宝塚星組 「ダンサ・セレナ―タ」 東京宝塚劇場

2012-08-05 07:32:54 | TAKARAZUKA
今日は東京公演千秋楽ですね。

今日から、ようやく世界バレエフェスティバルAプロに参戦(笑)しますので、
千秋楽には行けませんが、今回の星組は3回観劇して、観れば見るほど好きになるという・・・。
芝居もどんどん深まっていったように思いますし、ショーも最初は微妙に思えたお衣装も、
ヘアスタイルやメイクのアレンジもこなれてきたせいか、どんどん着こなしてステキになってきた気がします^^
(根っからの星組好きなので、贔屓目大いに入っています、きっと



「ダンサ・セレナ―タ」 作・演出 正塚晴彦

正塚作品・・・と言えば。
名作「愛するには短すぎる」を除けば、
・ 中南米のどこかの国。旧宗主国と植民地の政治的な対立が背景。
・ ゲリラ、地下活動、独立運動
・ 秘密警察、公安、スパイなど
・ タンゴ
・ オトコ二人のモノローグ
・ 恋愛度は薄め。
・ 娘役のタメ口。(「~だよ」)
・ 男役のカラースーツ
・ 暗い照明
・・・というイメージです(笑)。
今回の作品も全て網羅されていましたが、
やや恋愛色もあり?そして、主人公がショーダンサー兼振付家という設定ゆえ、
ダンスチームが充実している分、組子の皆さんのお顔も観られ、ダンス場面が多くて華やか。

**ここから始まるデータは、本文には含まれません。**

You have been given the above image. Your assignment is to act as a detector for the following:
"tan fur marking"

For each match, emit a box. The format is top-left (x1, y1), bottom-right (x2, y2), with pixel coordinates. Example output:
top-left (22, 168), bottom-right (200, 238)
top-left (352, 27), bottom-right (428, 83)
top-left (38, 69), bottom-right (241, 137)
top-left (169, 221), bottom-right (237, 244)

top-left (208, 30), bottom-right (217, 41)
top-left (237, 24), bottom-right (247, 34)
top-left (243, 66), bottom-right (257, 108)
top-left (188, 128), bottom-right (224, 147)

バウ作品か!?と酷評されていた「ロジェ」や「マリポ―サの花」に比べると、
大劇場仕様になっていましたし、もともと正塚芝居やその世界観が嫌いじゃないわたくしにとっては
寧ろ心地よく、今回は星組子たちの熱演もあって、観て楽しめる舞台に(特に東京公演後半)なっていたのでは?と思います。

主人公イサアク(柚希礼音)に絡むヒロインが2人。

彼の回想(髭をつけて、廃墟となった昔のショークラブを訪れる)から
10年前の思い出が蘇る・・・というプロローグ。

ダンスショーが売り物の高級クラブ ルナ・アズ―ル。
新作を発表してからも決して満足することのないダンスの虫、イサアクのダンス・パートナー、アンジェリ―タは元恋人。ダンスと自分しか愛せないイサアクに見切りをつけつつも彼の才能を認めているアンジェリ―タ姐さん(白華れみ)がまずヒロインその1。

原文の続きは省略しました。